На скамейке напротив ларька сидел знакомый велосипедист, возле него стоял велосипед, на руле которого висела сетка с бутылками пива. Велосипедист пил пиво из горлышка, раскручивая жидкость круговыми движениями.
– Братишка, не откажи в любезности разделить компанию. Вы, я вижу, очень образованный человек, если утром опохмеляетесь молоком.
Клементьев подошел к велосипедисту, поставил бидон на скамейку.
– Здравствуйте.
– Доброю вам здоровьица.
– Пиво соленое?
– Пиво соленое, но это нас не пугает, поскольку мы живем в окружении моря и к соли вполне привычные, но дело даже не в этом, поскольку в данном случае не требуется тараньки.
Человек был не очень пьяный.
– Не откажите в любезности получить долг.
– В каком смысле?
– В смысле бутылки пива. Вы проявили большое великодушие сердца, опохмелив мою душу задаром бутылкой пива, и по такому случаю вы, того сами не сознавая, стали моим лучшим другом. Могу вам сказать вещь, которая, может быть, не принесет вам пользы и не доставит особого удовольствия, но тем не менее я не привык скрывать правду. Вы – добрый человек. По-настоящему добрый человек. Есть люди, которым выгодно быть добрыми, чтобы преследовать свои разные корыстные цели, но вы по-настоящему добрый человек, поскольку вам от меня пользы, как от козла молока. И тем не менее вы ни с того ни с чего поставили мне бутылку пива. А значит, вы по-настоящему добрый человек. Долг платежом красен и должен воздаваться сторицей. Сторицей воздать я не имею возможности по причине низкого финансового положения, но эту всю сетку мы разопьем пополам.

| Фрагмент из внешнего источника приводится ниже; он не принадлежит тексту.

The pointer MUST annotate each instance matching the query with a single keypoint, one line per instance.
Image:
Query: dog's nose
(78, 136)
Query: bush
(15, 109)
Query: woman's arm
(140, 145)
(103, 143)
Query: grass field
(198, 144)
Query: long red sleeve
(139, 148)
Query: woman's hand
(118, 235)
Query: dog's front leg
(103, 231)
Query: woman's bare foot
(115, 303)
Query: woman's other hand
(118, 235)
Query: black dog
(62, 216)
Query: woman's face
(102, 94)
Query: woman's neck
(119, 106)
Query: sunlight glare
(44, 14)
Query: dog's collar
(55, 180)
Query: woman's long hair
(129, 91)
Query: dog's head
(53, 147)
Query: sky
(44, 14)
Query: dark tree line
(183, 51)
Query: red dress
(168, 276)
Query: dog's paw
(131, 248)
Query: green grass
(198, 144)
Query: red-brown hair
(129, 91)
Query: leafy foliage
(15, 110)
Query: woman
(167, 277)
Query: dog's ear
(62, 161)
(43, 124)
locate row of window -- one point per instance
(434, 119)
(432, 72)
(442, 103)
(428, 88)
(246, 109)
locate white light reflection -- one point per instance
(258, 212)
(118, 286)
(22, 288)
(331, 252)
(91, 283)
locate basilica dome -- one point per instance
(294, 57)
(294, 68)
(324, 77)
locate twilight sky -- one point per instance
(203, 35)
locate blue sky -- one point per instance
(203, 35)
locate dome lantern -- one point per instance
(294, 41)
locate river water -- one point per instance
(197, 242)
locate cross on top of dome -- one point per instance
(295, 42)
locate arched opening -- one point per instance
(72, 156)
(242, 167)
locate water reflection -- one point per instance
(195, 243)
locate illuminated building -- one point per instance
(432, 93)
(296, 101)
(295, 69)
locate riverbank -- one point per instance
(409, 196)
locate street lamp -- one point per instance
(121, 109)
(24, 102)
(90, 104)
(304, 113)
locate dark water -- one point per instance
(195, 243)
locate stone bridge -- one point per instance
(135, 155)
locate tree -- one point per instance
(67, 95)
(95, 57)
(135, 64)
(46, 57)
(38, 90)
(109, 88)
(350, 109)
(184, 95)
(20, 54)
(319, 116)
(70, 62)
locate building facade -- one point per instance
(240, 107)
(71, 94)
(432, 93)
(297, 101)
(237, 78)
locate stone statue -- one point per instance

– Вы продали яблоню на корню? Или вишню?
– Я продал своего лучшего друга.
– Вы продали своего лучшего друга?
– Да.
– За сетку пива?
– Ну что вы. Конечно, дороже.
Велосипедист засунул руку в карман пиджака и вытащил пухлую засаленную пачку рублевок и трешек.
– Пятьдесят шесть рублей.
– Не густо.
– А что поделаешь? Да и то пришлось сказать, что друг ворованный, а ворованное легче берут, но платят меньше.
Клементьев отодвинул бидон и сел на скамейку. Солнце уже поднялось высоко и начинало припекать. Влажные тени уползали под деревья, скамейки и стягивались к ларьку. Буфетчица мыла посуду, стучала тарелками. Было тихо и пустынно.
– Вы, наверно, обиделись, когда я вас назвал добрым человеком, – говорил между тем велосипедист, срывая зубами пробки с бутылок. – В наше время быть добрым человеком непопулярно. В смысле карьеры и вообще. Каждый стремится поиметь от доброго человека пользу, а взамен шиш, извините за выражение, то есть выдоить доброго человека, как корову.
Велосипедист быстро и ловко открывал зубами бутылки. Заметив взгляд Клементьева, он сказал:
– Это я чтобы не портить казенное имущество. В смысле лавок. Очень сторож тогда свирепствует. Лютый человек, между прочим. А Екатерина, в смысле буфетчица, ключ не доверяет и сама, – велосипедист понизил голос, – стерва, не открывает. Прошу прощение за грубое слово, и не откажите в любезности.
Клементьев взял из рук человека бутылку пива.
– Как вас зовут?
– Зовите Цветком.
Клементьев с удивлением посмотрел на соседа. Меньше всего тот напоминал цветущее нежное создание. Лицо человека было обветренное, красное, с грубыми чертами. Брюки едва держались на тощем теле. Потрепанный, порванный на локтях пиджак был надет прямо на застиранную, неопределенного цвета тельняшку. Из пиджака торчала морщинистая, как у черепахи, шея.